Friday, 11 September 2020

 

Talking habits

“Wow, mum he does know how to talk, he came up with so many things.”

If we conjure up a clock which applies on this writing, and turn back the minute hand around ten minutes, it would still not bring back time, but if we do understand the reference and carry it out, we would land where it was my grandfather’s birthday and my mother was wishing him on a mobile, she then gave the phone to my brother and just like clothes, I was heir to the phone. And I asked him about his age, his year of birth, his wife’s age, her year of birth and many other things I’ll refrain to reprise.

My parents say that I have always been a talkative person. But it is hereditary somewhere. The older generation says that this generation is not into talking, among many other negatives.

But is it us who talk less or is it them who talk a lot? They were able to talk at lengths, but one of the reasons could be that they behave like a vocal detective, many-a-time prejudiced, which mostly ends up at an attempt to patronise, they are not narcissistic, they just have a truck with change. As my mother calls it, “having a room full of perfection.” But at a point of time they do become narcissistic and authoritative, and sort of obvious. They at times say to children out of care which portrays the meaning, ‘listen to me, I know more’. And you can end up listening, “don’t run, or you’ll fall”.

A few are also like a notice board, an advisory committee. But when they were small, they would have lots of life around, living, happy, rejoicing souls. Hence they grew up to ask people how they are, even in a hospital.

I am not angry with people who have such idiosyncrasy, I am just fed up of ‘their’ perfect world, annihilated by their own generation, which inevitably comes down to us. ‘The’ fact that this generation uses a lot of mobile, made by a person of their time, and above that,  which was given to us by them, in good faith, but there is a Volenti Non Fit Injuria on their part, unintentionally, but as an assumption.  


   

 

 PGI

I will not reveal the reason why I entered the premises of PGI, but I can assure you that I didn’t learn a lot that day. Cause I was mostly inspecting the strong emotions and vibes that covered my mind like thermosphere over Earth.

But 1 moment hit me, and it wasn’t the ambulance which introduced new admissions, or the fact that photos of gods have a monotonously charismatic smiles, not the humanly fact that this hospital is the last recommendation by any other, not even the experience I shared with the people who were celebrating with grief, the demise of the dead person, the person’s eldest son, coming out walking towards his family, assumedly not knowing how to give the news and at the same time probably feeling the pleasure of responsibility and authority: while the members looking at him, he with a gesture breaks everyone to tears, and due to the reaction I believe they were waiting for the holy fate, cause otherwise it would have been a slow pouring of melancholy, by watching them, especially two of the younger ones hugging each other and crying, the one facing me had the loudest expression I ever noticed, like the fact that when we think, we listen to something, but without anyone talking. And just like that, I was able to see in his eyes, he was thinking of every good moment he ever spent with the permanently lying person. 

No, it wasn’t the watery eyes of the person that hit me, which were squirming and as for me, thinking of the past.
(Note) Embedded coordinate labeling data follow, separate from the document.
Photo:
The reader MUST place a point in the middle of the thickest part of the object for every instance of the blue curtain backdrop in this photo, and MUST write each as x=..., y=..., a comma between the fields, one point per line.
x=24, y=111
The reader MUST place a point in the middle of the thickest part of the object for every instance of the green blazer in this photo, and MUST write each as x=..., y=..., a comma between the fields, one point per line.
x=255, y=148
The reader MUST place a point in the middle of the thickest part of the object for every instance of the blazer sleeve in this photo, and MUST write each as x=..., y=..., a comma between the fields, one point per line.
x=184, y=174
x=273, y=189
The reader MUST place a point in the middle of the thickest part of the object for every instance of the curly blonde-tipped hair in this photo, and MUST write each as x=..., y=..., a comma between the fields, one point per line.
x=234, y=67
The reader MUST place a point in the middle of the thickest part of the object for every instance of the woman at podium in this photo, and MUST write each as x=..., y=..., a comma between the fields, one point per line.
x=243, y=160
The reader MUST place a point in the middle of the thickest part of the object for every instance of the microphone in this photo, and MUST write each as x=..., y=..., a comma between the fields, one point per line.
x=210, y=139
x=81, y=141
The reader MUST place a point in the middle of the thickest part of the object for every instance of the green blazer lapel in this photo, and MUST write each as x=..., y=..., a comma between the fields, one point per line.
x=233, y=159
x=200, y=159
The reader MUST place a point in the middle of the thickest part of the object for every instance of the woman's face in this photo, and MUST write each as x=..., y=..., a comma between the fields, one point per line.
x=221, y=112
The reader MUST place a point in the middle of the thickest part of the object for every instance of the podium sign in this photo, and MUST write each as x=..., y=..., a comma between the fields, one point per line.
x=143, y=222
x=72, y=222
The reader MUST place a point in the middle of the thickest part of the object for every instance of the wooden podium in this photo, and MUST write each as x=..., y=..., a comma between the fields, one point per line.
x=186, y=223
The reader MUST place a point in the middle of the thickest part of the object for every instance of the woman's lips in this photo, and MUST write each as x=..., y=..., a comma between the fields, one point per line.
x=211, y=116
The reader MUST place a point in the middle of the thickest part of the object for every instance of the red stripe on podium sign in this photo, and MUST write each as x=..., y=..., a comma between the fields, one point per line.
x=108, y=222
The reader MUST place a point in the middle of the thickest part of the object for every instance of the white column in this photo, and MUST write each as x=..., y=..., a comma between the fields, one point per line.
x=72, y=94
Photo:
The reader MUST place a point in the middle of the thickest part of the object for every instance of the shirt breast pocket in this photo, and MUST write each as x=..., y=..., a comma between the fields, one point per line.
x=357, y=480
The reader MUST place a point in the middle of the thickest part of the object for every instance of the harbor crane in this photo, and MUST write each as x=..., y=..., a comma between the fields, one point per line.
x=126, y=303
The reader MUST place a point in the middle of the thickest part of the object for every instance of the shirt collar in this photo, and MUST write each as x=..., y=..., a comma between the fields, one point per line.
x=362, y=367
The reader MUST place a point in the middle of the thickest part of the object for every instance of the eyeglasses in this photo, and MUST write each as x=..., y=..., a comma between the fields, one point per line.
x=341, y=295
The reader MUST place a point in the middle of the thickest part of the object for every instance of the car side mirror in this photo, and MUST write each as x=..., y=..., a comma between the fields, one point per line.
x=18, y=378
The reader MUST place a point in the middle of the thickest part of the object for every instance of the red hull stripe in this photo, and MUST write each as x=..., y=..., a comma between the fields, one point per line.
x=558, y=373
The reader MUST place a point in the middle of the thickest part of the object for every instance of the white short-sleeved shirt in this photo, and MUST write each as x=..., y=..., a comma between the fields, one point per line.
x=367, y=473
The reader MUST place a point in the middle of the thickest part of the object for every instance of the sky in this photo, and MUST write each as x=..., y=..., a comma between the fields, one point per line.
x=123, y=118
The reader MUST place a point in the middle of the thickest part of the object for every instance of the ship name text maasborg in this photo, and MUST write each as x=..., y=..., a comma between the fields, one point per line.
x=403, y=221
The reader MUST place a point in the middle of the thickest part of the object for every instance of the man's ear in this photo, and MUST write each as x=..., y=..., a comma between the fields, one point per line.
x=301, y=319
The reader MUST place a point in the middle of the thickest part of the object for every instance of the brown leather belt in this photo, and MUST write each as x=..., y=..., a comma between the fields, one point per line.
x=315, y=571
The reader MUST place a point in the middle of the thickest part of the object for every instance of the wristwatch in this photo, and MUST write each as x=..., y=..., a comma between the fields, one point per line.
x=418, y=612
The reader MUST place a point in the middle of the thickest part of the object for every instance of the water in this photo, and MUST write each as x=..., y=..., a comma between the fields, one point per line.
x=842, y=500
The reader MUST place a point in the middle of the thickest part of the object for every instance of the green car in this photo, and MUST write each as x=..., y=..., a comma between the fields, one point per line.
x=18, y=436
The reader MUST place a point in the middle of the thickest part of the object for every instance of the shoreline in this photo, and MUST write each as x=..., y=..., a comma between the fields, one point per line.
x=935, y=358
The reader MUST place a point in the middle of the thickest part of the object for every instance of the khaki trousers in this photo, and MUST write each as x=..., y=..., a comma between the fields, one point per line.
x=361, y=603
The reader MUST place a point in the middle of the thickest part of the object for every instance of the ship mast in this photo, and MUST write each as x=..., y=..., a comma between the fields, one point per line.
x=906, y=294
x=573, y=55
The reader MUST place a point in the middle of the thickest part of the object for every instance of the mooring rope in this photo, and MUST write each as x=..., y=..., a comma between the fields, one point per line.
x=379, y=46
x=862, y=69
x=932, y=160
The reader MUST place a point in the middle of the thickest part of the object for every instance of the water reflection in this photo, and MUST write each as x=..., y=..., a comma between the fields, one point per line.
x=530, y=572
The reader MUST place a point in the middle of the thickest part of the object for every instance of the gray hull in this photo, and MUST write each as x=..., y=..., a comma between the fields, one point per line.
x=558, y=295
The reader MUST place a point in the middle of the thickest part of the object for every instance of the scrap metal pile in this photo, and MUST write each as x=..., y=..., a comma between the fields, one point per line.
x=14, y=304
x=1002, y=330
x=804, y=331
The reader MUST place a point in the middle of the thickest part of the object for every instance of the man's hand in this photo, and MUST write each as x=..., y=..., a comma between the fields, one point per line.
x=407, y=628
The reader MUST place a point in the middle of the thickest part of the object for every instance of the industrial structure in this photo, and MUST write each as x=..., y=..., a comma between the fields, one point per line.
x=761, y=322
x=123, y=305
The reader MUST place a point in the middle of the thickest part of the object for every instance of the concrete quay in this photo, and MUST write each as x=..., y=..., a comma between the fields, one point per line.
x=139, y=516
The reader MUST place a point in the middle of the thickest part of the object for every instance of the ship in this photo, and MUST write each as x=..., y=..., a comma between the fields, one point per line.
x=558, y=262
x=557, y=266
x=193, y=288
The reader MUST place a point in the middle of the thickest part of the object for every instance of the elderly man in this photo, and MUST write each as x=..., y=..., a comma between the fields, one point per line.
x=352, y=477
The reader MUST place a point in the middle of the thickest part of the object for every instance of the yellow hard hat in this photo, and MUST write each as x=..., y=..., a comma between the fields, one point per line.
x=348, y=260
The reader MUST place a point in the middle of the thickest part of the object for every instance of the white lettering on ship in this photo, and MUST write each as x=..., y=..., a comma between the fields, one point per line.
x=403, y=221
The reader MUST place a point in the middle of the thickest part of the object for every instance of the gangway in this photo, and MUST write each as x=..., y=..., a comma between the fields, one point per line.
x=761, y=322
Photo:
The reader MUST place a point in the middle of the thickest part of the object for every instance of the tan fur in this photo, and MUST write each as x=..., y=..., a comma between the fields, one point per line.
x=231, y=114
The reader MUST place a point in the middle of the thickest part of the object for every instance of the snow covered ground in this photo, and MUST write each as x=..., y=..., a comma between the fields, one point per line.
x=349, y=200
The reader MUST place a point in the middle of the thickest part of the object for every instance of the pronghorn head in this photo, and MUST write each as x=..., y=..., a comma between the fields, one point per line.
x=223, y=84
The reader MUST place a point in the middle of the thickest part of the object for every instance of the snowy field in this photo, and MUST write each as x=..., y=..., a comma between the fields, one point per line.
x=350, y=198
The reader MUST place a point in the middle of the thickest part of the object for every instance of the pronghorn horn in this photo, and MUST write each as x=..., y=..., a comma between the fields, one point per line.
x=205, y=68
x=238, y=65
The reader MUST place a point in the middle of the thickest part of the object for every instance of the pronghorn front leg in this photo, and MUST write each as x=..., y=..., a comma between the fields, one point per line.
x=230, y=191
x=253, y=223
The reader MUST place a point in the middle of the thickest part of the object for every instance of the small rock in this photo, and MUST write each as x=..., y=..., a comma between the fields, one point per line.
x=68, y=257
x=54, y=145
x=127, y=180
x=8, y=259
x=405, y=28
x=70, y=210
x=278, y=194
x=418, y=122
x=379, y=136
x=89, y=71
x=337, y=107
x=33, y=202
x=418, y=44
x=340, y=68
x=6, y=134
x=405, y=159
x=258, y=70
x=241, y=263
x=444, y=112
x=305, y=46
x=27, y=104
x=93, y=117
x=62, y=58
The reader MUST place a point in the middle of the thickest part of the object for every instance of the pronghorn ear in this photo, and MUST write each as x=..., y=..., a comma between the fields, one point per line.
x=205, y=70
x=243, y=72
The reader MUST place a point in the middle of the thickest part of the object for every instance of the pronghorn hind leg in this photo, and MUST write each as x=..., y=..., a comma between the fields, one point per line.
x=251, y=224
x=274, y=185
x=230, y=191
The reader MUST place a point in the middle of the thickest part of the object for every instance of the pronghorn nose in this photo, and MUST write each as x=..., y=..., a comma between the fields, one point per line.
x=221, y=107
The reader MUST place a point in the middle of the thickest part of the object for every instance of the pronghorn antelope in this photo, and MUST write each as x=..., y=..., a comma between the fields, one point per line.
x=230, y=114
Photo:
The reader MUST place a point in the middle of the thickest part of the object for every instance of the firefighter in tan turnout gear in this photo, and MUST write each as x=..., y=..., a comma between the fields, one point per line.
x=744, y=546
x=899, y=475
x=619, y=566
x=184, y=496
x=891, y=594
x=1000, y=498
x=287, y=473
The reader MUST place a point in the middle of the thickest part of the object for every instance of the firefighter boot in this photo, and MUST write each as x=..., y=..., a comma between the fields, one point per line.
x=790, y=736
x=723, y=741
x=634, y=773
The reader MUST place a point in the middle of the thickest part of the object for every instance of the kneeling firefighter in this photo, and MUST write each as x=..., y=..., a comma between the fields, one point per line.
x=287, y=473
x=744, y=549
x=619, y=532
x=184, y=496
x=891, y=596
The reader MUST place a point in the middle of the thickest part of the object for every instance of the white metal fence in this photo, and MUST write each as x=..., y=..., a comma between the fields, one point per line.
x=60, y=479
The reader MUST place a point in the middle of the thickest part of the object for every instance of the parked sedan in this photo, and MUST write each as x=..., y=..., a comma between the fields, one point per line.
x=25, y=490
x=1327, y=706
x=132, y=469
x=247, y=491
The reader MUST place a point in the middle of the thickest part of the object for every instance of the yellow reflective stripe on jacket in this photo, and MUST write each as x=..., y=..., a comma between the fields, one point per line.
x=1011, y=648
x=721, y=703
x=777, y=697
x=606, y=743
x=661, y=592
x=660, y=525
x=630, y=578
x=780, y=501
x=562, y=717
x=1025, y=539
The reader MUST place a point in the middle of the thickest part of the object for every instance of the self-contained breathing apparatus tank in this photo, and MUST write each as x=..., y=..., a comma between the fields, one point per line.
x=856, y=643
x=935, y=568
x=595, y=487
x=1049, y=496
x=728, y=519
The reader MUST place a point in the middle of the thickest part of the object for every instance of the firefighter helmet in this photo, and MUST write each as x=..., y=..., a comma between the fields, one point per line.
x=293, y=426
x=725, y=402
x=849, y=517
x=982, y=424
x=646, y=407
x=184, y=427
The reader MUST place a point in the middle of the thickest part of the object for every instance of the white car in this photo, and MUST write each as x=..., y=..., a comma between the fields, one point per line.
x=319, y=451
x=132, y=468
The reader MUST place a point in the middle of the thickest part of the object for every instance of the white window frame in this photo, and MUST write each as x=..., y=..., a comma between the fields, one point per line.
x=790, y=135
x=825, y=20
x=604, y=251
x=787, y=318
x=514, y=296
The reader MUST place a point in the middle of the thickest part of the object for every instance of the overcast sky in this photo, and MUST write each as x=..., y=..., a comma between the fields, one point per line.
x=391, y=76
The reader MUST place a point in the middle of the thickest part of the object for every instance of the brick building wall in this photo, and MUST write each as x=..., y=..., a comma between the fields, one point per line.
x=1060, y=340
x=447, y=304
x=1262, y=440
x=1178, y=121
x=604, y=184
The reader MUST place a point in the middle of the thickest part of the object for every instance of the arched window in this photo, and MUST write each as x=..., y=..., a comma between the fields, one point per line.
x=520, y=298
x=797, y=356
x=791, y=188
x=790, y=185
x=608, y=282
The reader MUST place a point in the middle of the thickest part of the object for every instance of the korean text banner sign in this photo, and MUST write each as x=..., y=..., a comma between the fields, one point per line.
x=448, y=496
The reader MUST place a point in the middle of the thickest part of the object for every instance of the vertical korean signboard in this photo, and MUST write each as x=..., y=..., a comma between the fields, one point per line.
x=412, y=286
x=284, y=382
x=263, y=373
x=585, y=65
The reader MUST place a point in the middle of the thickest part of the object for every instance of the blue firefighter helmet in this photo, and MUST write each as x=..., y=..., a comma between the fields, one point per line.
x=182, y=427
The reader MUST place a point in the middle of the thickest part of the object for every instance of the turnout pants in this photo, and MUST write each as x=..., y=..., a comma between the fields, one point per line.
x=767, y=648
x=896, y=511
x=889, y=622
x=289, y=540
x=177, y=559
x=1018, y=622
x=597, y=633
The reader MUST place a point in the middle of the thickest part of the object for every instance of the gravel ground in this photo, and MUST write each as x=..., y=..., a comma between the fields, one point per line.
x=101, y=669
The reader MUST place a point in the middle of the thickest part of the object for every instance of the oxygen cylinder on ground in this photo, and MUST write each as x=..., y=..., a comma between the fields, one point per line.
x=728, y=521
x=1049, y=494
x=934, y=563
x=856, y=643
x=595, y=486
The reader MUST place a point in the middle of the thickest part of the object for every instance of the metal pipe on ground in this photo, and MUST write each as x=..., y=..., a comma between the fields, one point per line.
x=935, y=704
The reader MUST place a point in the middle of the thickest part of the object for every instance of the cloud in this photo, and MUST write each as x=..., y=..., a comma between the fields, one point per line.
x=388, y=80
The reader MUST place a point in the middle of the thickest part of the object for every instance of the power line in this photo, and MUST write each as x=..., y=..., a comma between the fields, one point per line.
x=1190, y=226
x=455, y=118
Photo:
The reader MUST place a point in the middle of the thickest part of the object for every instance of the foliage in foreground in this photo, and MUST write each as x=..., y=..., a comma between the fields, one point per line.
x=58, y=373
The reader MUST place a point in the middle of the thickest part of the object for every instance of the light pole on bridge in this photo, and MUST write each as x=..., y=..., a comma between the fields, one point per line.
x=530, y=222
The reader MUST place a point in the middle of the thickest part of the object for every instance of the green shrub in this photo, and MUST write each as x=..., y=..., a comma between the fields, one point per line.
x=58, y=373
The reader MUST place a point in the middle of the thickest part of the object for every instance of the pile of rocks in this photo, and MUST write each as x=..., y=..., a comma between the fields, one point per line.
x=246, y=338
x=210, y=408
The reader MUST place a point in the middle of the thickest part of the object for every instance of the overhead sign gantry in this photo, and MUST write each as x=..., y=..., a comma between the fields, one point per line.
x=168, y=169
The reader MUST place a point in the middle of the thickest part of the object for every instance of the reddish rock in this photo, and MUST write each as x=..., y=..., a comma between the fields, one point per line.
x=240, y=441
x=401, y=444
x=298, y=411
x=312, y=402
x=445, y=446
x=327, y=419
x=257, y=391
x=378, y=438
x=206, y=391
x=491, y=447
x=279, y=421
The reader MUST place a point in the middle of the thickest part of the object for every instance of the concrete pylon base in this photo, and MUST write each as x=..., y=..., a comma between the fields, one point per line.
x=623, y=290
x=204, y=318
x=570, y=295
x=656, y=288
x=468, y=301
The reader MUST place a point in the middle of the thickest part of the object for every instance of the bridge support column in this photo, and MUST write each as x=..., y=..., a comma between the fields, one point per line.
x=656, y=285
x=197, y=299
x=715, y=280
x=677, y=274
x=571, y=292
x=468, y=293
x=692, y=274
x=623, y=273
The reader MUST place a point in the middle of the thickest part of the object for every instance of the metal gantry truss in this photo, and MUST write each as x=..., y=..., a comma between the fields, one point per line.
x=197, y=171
It was slightly related to the phrase I’ve already used, ‘humanly fact’. My dad wanted me to see something, it was from the perspective of the entrance, and I saw one of the most inhuman things of my life there: in the corridor were around 30 stretchers with people on it, waiting for the imaginary que to move on, with a digital information board above them saying in an ironical sense of tranquillity, “the beds are full, please wait patiently for your turn.” And that too at a time when someone’s life is being showed the ropes of afterlife, they cannot wait patiently. It’s monotonous for them, frustrating, they feel helpless. They can see the other stressed and crying faces and panic even more in the wake of the short-lasting destiny, where the information board continues with mechanical perseverance, the same place, the same faces, the same expressions, the same news, the same disease, the same corridor, the same people outside, the same kid looking at them, the same emotions in their minds, the same impatient wait, the same fate, the same dream.